O presidente da Câmara, Hugo Motta (Republicanos-PB), ganhou fama no Congresso de não gostar de embates. Nesta semana, depois da traumática ocupação da mesa diretora na abertura do semestre, ele demonstrou a intenção de suspender por seis meses os mandatos dos deputados da oposição responsáveis pelo ato. Mas, em vez de adotar o rito sumário, ele optou por terceirizar a responsabilidade para a corregedoria da Casa, hoje nas mãos do deputado Diego Coronel (PSD-BA).
A decisão de Motta recebeu críticas de todos os lados. Os bolsonaristas reclamaram do envio da lista de acusados de impedir a reabertura dos trabalhos e chamaram Motta de “injusto”. Alguns atacaram o que seria uma falta de critério para a escolha dos denunciados. “Eu não me sinto confortável em ver vossa excelência citar que há a possibilidade de suspender 14 deputados. Confesso que eu gostaria que meu nome, porque eu participei, estivesse na relação dos 14”, disse o deputado Alberto Fraga (PL-DF), se dirigindo a Motta no plenário da Câmara. O presidente da Câmara ouviu, não comentou, e seguiu a sessão sem responder ao parlamentar.

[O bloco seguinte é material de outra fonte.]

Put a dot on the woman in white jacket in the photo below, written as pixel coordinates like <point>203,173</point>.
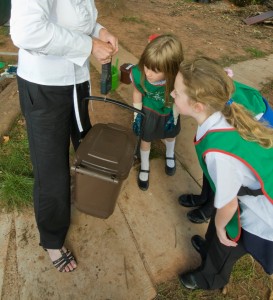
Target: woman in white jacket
<point>55,39</point>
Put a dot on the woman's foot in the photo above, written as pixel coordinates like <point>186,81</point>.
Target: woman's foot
<point>62,259</point>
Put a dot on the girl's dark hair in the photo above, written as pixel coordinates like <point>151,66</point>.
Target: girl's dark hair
<point>163,54</point>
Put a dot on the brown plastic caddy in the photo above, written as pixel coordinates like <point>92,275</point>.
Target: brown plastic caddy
<point>102,162</point>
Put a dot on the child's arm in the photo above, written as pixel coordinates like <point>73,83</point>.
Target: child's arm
<point>137,103</point>
<point>175,114</point>
<point>137,100</point>
<point>223,216</point>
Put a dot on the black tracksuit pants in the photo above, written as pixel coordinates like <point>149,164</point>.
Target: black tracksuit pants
<point>51,122</point>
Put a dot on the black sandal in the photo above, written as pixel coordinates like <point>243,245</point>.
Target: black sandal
<point>63,261</point>
<point>168,170</point>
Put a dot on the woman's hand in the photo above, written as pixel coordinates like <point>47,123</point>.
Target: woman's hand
<point>107,37</point>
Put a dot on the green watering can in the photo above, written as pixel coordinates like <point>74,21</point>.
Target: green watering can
<point>5,7</point>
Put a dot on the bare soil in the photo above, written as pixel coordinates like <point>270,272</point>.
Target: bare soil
<point>216,30</point>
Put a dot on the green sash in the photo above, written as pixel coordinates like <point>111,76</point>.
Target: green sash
<point>153,96</point>
<point>257,158</point>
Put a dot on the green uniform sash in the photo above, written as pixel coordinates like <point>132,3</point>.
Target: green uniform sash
<point>257,158</point>
<point>153,96</point>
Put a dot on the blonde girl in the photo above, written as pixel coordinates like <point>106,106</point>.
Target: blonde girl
<point>235,152</point>
<point>153,80</point>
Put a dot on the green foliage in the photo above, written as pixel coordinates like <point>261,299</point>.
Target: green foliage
<point>16,180</point>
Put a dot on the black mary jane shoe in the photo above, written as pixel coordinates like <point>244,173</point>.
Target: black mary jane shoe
<point>190,200</point>
<point>199,244</point>
<point>168,170</point>
<point>143,185</point>
<point>188,280</point>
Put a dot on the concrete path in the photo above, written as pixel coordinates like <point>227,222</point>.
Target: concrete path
<point>145,242</point>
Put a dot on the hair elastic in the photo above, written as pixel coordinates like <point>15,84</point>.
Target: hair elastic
<point>229,102</point>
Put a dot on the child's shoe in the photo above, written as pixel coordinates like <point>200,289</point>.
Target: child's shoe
<point>143,185</point>
<point>170,170</point>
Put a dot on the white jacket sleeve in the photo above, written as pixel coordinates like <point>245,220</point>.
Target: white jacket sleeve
<point>32,29</point>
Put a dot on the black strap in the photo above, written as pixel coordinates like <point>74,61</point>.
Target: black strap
<point>243,191</point>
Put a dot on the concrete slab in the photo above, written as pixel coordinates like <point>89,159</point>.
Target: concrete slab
<point>109,264</point>
<point>159,223</point>
<point>5,225</point>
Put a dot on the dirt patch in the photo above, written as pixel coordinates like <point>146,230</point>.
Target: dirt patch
<point>216,29</point>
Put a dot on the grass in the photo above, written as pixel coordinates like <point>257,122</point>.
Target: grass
<point>248,281</point>
<point>16,180</point>
<point>133,19</point>
<point>255,53</point>
<point>4,30</point>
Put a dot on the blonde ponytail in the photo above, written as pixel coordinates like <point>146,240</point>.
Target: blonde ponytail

Lideranças governistas indicam que, ao optar pelo rito da corregedoria, Motta decidiu postergar, ou mesmo não punir, os responsáveis pela ocupação . “A prática dos bolsonaristas é a chantagem , eles vão continuar. Essa obstrução regimental eles têm direito, mas é uma prática que revela o método”, disse o líder do PT, Lindbergh Farias (RJ), referindo-se ao anúncio de obstrução feito pelo líder do PL, Sóstenes Cavalcante (RJ), após a reunião de líderes, nesta terça.

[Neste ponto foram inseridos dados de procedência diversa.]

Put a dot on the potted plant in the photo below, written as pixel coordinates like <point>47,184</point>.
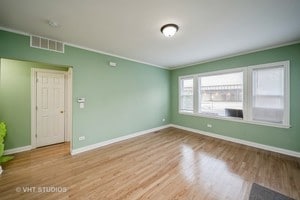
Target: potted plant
<point>3,158</point>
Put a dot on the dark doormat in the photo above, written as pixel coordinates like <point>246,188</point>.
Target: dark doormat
<point>259,192</point>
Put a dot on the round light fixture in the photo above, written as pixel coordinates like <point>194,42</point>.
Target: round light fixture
<point>169,30</point>
<point>53,23</point>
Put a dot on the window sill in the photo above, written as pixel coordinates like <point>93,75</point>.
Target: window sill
<point>235,119</point>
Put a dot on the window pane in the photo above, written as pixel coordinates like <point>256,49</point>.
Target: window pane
<point>268,94</point>
<point>221,95</point>
<point>186,95</point>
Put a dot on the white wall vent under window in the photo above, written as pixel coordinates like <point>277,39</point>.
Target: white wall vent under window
<point>47,44</point>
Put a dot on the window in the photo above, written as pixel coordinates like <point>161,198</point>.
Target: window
<point>268,94</point>
<point>186,94</point>
<point>221,95</point>
<point>255,94</point>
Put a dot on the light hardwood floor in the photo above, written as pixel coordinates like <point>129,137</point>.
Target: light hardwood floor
<point>169,164</point>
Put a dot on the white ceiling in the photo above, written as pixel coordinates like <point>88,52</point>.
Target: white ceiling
<point>208,29</point>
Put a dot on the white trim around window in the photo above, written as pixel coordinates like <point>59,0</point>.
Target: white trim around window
<point>253,107</point>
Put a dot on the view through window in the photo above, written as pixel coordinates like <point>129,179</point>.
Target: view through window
<point>221,95</point>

Na parte da manhã, Motta conseguiu conter as reclamações na reunião de líderes. Quando os representantes do PT e do PL tentaram falar sobre o tema, ele informou o rito escolhido e encerrou o assunto indicando que o caso era da competência do corregedor e não deveria contaminar a reunião do colegiado.
Grupo de trabalho
Motta também recebe críticas por muitas vezes optar pela criação de grupos para analisar propostas em tramitação, encaminhamento que tradicionalmente cumpre a função de esfriar as discussões mais acaloradas. No fim de semana, com a viralização de um vídeo do influenciador Felca denunciando a adultização de crianças e adolescentes nas redes, ele indicou que pautaria a discussão no plenário. Só que, mais uma vez, o presidente da cama escolheu uma solução demorada: a criação de um grupo para discutir mais de 60 projetos protocolados na Câmara sobre o assunto. A decisão, curiosamente, foi anunciada por ele como uma solução urgente para um problema grave.

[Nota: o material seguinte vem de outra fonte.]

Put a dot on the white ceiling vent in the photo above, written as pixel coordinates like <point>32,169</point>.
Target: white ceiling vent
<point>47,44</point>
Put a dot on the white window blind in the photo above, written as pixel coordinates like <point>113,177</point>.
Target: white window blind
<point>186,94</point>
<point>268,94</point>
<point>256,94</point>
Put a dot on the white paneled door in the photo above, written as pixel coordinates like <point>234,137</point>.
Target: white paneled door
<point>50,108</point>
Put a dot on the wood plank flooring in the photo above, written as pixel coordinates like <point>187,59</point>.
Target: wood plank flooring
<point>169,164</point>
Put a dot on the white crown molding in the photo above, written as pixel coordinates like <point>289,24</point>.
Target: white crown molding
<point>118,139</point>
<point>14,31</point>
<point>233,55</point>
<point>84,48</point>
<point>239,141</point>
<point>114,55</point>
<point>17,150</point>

“Eu sou pai. Pai de duas crianças. E, ao ver aquelas imagens, a minha primeira reação não foi política, foi humana. Foi a de um pai que se pergunta: que mundo estamos entregando para os nossos filhos?”, disse em discurso no Plenário. “Existem matérias que são mais do que urgentes: elas são inadiáveis, incontornáveis. Elas são obrigações morais de qualquer civilização que se pretenda digna desse nome. Proteger a infância não é um favor, é um dever. É um dever que antecede partidos, ideologias e disputas”, disse Motta.
O detalhe é que havia a previsão de votação nesta terça da urgência de um projeto sobre a proteção das crianças nas redes sociais, de autoria do senador Alessandro Vieira (MDB-SE), já aprovado no Senado. Motta, porém, decidiu não trazê-lo para a pauta. Agradou, assim, à oposição, que se coloca contrária à proposta com o argumento de que fere o princípio da liberdade de expressão.